Thy eagle pinion is chained down at last,
And grovelling in the lowly dust art thou:
Thy minstrel hath no wreath to weave for thee
Save the sad story of thy misery!—
Well–let me dive into the depths of time,
And bring from out the ages that have rolled
A few small fragments of those wrecks sublime,
Which human eyes may never more behold;
And let the guerdon of my labour be
My fallen country! one kind wish for thee!

Derozio's poem elates at length of his view on the state of India under the rule of the East India Company, writing that compared to "thy day of glory past" the country has now been "chained down at last", and is reduced to "grovelling in the lowly dust". Despite this, Derozio writes that India may rise again and "bring from out the ages that have rolled".

==Major themes==
The themes of the poem concern primarily nationalism and patriotism. Derozio writes of the "past glory" of India and how the country that was once "worshipped as a deity" has been chained down to the lowest depths. Derozio writes about some of that heritage of the distant past and in return hopes for a "kind wish" from the country and its people.
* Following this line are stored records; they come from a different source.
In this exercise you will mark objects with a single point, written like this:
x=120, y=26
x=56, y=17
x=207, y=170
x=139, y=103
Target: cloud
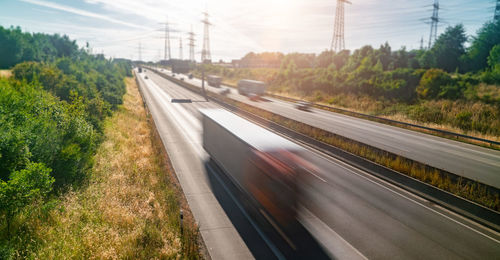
x=82, y=13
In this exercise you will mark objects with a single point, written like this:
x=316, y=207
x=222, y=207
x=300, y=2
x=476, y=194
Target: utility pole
x=167, y=55
x=140, y=52
x=180, y=48
x=205, y=53
x=191, y=45
x=434, y=23
x=338, y=41
x=496, y=17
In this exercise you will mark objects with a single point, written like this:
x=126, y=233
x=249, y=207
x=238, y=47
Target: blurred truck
x=247, y=87
x=261, y=164
x=180, y=66
x=214, y=80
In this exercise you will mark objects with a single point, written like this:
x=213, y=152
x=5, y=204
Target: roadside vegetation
x=128, y=208
x=469, y=189
x=5, y=73
x=80, y=176
x=448, y=86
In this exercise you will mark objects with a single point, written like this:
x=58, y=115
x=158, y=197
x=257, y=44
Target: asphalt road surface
x=470, y=161
x=353, y=215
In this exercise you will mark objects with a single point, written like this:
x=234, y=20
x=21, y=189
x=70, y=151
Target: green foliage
x=449, y=47
x=487, y=37
x=17, y=47
x=494, y=58
x=24, y=186
x=432, y=83
x=51, y=116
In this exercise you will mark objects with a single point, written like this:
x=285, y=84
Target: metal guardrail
x=385, y=120
x=377, y=118
x=453, y=202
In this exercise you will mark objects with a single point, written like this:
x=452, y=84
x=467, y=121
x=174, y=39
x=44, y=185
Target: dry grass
x=367, y=105
x=469, y=189
x=130, y=207
x=5, y=73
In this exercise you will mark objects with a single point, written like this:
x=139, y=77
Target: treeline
x=51, y=118
x=449, y=72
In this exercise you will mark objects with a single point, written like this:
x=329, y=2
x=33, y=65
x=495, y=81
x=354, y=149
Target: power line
x=191, y=44
x=434, y=22
x=140, y=51
x=167, y=54
x=205, y=53
x=496, y=17
x=180, y=48
x=338, y=41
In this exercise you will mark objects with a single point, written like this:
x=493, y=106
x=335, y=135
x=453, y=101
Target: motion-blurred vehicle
x=253, y=97
x=247, y=87
x=224, y=91
x=303, y=105
x=261, y=164
x=180, y=66
x=214, y=81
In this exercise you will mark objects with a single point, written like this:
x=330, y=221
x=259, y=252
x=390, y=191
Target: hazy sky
x=115, y=27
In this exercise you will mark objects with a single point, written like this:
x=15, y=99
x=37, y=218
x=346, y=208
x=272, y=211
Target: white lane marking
x=333, y=242
x=186, y=129
x=412, y=200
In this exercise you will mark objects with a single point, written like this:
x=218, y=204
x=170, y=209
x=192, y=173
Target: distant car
x=224, y=91
x=253, y=97
x=303, y=105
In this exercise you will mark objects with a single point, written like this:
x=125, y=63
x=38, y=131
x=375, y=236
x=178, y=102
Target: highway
x=470, y=161
x=352, y=214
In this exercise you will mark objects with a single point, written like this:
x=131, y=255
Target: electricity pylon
x=338, y=41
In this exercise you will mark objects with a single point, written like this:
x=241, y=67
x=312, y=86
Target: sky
x=116, y=28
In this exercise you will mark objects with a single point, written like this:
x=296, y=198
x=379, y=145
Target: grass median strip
x=128, y=209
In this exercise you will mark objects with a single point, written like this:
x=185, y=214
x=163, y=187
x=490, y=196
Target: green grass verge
x=128, y=208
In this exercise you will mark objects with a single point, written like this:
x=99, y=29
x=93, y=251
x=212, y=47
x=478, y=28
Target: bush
x=23, y=187
x=432, y=83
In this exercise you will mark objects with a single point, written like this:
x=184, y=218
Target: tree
x=449, y=47
x=24, y=186
x=487, y=37
x=384, y=55
x=432, y=83
x=494, y=58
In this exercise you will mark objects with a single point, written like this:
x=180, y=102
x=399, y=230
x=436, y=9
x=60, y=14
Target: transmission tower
x=191, y=44
x=497, y=11
x=180, y=48
x=140, y=52
x=434, y=23
x=205, y=53
x=167, y=55
x=338, y=41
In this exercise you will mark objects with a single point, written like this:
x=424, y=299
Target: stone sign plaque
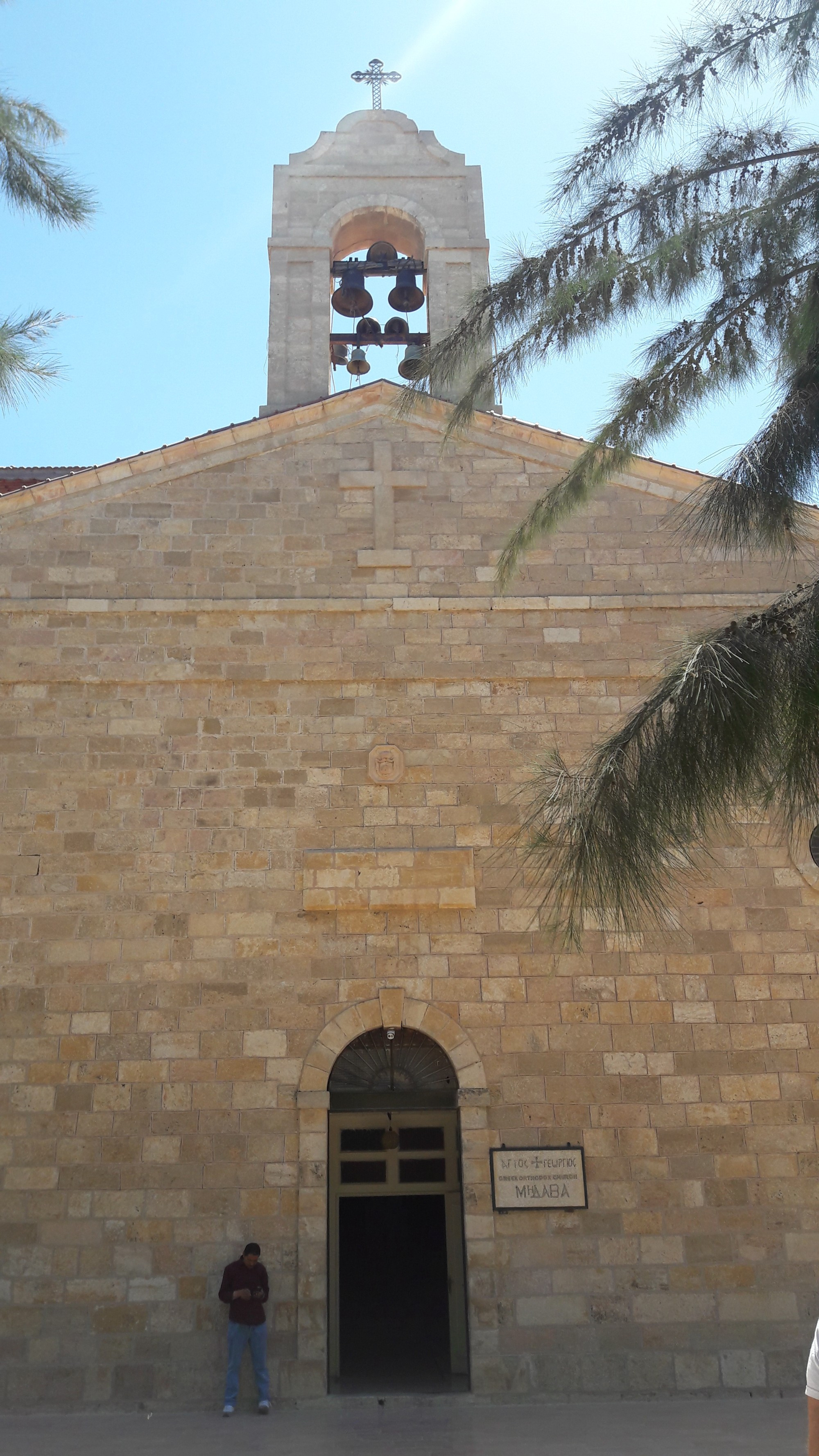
x=386, y=763
x=539, y=1178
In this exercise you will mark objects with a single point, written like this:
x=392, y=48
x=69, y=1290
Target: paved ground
x=446, y=1427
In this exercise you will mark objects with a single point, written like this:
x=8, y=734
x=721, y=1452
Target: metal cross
x=376, y=76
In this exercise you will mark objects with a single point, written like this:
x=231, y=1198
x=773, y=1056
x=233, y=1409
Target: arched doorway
x=396, y=1250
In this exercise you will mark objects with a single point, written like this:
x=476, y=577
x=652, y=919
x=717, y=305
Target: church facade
x=269, y=967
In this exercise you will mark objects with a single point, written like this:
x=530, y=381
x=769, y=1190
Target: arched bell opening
x=396, y=1240
x=392, y=1069
x=373, y=225
x=379, y=317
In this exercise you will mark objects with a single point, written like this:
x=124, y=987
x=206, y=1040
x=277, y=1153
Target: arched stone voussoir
x=383, y=1011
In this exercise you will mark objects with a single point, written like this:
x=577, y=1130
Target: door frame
x=452, y=1190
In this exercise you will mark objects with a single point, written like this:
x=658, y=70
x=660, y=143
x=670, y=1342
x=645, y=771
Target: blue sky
x=176, y=113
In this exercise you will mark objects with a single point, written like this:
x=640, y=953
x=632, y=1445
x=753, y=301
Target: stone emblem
x=386, y=763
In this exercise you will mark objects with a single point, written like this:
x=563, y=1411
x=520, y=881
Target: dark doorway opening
x=393, y=1295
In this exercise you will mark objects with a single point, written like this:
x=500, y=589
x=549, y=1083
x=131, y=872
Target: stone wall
x=194, y=669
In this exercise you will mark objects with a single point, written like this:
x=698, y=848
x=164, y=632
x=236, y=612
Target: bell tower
x=408, y=209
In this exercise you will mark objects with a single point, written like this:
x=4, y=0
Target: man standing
x=245, y=1289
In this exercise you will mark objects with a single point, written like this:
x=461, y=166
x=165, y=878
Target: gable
x=344, y=498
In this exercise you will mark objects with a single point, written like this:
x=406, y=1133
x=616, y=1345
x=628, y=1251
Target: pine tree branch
x=742, y=43
x=24, y=370
x=734, y=723
x=29, y=178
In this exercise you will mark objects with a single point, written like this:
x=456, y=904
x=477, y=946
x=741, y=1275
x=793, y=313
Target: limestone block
x=392, y=1007
x=390, y=879
x=742, y=1369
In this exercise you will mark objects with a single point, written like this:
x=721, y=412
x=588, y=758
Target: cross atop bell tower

The poem uses the image of a golden bird, thus hinting at the past glory of India as imagined by Derozio. Words such as "halo", "deity", "worship" elevate the nation to the imagined height and then words such as "chained", "grovelling", and "lowly dust" sharply contrast the current state of the country. The misery and lament of the poet invites the reader to join in his sorrow. Historians have written that Derozio was influenced by the Romantic-era poetry of Byron and Southey.

==Style==
The poem is a Petrarchan sonnet with a rhyme scheme of ABABABCC DEDEFF. The poem shows influences of Romantic poets.